The most important physical properties of food quality are probably those related to consumer perception. Freshness of bread is commonly evaluated by lightly squeezing the loaf on the shelf. Its density is evaluated by feeling its weight, from which a consumer may imply something about chewiness.
When shopping, we commonly evaluate our potential purchases by examining their physical properties while handling them. Feel and appearance affect our initial purchasing decision, so it is imperative that manufactured products be produced with acceptable values for these physical properties. These values can be measured to quantify what consumers find acceptable about a particular food product.
A customer’s decision to buy the same food item again and again involves a more complex set of physical properties than those that can be evaluated simply by handling the food product. The properties of flavor, aroma, audible crispness, and mouth feel all become important. Producers must be able to measure and control all of these properties within a range of acceptable limits, or they won’t succeed in the marketplace.
The idea of controlling physical properties implies some means of measuring them. For food products there are historically two means of measuring properties: sensory methods and instrumental methods. Rigorous sensory methods are well developed by professional sensory scientists and are used by many food companies, usually larger ones. These companies can also afford lab instrumentation to measure many types of food properties, each of which requires a different lab instrument and method. Recently, the cost of some of this equipment has dropped to within the reach of small and even startup food companies. The best example of this is the uniaxial compression tester known as a texture analyzer (see Figure 1).
Instruments that compress and/or pull apart items are known as uniaxial testers. Many companies that manufacture this type of device produce a range of force-measurement capability in such instruments. The food industry is concerned with relatively low force levels when using these machines for testing. Typical forces relate to squeezing a food object with your hand, biting into an apple with your front teeth, or chewing a piece of meat several times before swallowing.

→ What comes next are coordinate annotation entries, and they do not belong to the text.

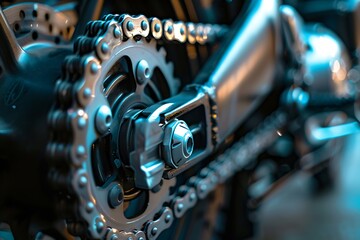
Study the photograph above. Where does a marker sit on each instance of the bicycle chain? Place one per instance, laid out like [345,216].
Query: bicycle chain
[100,37]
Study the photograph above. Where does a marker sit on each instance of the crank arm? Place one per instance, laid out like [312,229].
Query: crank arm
[173,135]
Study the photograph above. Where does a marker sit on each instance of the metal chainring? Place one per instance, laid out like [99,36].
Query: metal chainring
[36,22]
[82,112]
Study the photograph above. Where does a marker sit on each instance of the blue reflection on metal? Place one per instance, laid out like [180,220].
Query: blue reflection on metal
[327,133]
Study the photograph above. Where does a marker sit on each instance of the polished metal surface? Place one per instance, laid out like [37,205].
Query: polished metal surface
[130,149]
[243,72]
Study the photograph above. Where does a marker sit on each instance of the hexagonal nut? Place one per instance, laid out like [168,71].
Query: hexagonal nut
[178,144]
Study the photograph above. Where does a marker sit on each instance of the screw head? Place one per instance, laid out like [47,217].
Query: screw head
[81,122]
[154,230]
[115,196]
[80,151]
[157,27]
[94,68]
[117,32]
[82,181]
[142,71]
[103,119]
[170,29]
[105,48]
[89,207]
[144,25]
[99,225]
[167,218]
[114,237]
[192,196]
[180,207]
[182,31]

Consequently, this particular type of uniaxial tester has become known as a texture analyzer.
The first of the basic techniques for conducting a texture test involves choosing a probe that can penetrate into a food item. The choice of probe (cone, cylinder, punch, blade, ball, or wire) depends on the shape of the food item and the nature of the consumer action that is being simulated. For example, the cone or blade probe can mimic the front or eye teeth biting into a candy bar; the wire can cut cheese or butter. The control parameters are the speed with which the probe moves into the food item and the penetration distance once the probe makes contact. The measured parameter is the resistance the probe experiences as it pushes down into the item, recorded as grams of force.
Texture analyzers can work in standalone mode and report the maximum force, or peak load, measured by the probe. Alternatively, they can work under software control and show the force-versus-time or force-versus-distance graph of the probe’s movement into the food item.
Food scientists have agreed upon a number of physical properties that relate to textural properties. These measurements are accomplished using a texture analyzer and customized applications software that calculates sensory-related properties from the load profile data generated by the machine. Firmness, cohesiveness, springiness, chewiness, and resilience are five useful parameters, defined as follows:
- Firmness: The maximum force required to compress a food between the teeth. For example, how firm does the product feel upon the initial bite?
- Cohesiveness: The property that allows baked products to be handled, sliced, and served without crumbling.
- Springiness Index: The ratio of the height to which the sample springs back after the first bite relative to total compression distance of the bite. This calculation can apply to how springy the sample feels to the touch as well as in the mouth.
- Chewiness Index: The energy required to chew a solid food to the point required to swallow it.
- Resilience: How the sample recovers from compression relative to the distance it is compressed and the speed with which it was compressed.
Let’s see how this works with a few common food products:
Gluten-Free Baguettes
Most authorities agree that the gluten-free market is one of the fastest-growing food group segments. While the texture properties of wheat-based baked products are difficult to mimic without gluten, new product development in the gluten-free market is making rapid improvements. Most gluten-free products are made with blends of rice flour and tend to be much more dense and less compressible than wheat flour products.